AFGA addresses this growing concern for a number of its members
Amid “more and more complaints” from Alberta resident hunters about being denied access to leased Crown land, the Alberta Fish and Game Association is looking to the provincial government for answers, promises the AFGA’s chief executive officer, Kelly Carter. “This is a growing concern for a number of our members,” he says.
When Crown land in Alberta is leased out for forestry operations and cattle grazing, the leaseholder is supposed to grant reasonable access to resident hunters if they request permission with enough advance notice. But according to Carter, some leaseholders are instead using the public land as their own private hunting area, or they’re letting a guide or outfitter enjoy exclusive access for their business. “This goes against the principles of these leases,” he says. “That’s fundamentally wrong.”

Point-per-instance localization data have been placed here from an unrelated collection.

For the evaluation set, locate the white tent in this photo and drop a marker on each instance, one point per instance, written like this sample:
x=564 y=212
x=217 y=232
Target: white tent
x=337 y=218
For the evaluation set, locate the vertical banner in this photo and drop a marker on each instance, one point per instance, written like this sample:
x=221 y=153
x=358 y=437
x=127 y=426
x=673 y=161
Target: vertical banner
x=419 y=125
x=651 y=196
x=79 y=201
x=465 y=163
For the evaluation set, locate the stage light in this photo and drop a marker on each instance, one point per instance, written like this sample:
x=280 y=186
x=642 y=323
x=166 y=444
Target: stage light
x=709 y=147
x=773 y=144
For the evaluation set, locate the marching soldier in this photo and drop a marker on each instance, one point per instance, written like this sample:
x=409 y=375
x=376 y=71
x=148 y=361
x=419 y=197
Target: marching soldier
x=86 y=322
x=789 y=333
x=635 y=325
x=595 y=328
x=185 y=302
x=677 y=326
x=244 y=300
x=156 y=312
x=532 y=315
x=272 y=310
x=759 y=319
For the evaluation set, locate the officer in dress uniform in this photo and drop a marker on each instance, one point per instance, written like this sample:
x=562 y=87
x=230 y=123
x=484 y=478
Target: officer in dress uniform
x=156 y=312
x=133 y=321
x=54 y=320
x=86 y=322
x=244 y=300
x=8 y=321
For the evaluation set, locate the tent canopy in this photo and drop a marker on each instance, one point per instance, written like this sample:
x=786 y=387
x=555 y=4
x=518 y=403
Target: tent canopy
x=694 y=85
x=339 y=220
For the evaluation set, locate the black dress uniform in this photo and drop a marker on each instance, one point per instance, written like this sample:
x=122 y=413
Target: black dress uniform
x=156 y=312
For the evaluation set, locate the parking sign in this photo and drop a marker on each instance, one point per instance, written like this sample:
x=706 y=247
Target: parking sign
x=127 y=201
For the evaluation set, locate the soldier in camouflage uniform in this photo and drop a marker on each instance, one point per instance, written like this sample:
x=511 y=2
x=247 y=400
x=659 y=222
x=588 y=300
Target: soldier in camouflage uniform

At press time, the AFGA was drafting a letter to the province’s Ministry of Environment and Protected Areas, which grants the leases. “We want to know who made the decision to permit this to occur,” Carter says, “and what the government is going to do to rectify it.”
To bolster its case, the AFGA is collecting details on when and where the various access denials have been taking place. “We’re going to create a reporting survey, where anytime a resident Alberta hunter experiences refusal to access Crown lands where companies have leases, they’ll be able to report that to us,” Carter says.
The AFGA will then collate that information to determine where and how often the access denials are occurring, and share its findings with the provincial government. Says Carter: “We hope we can find some solutions to hold these leaseholders accountable to the terms of their lease.”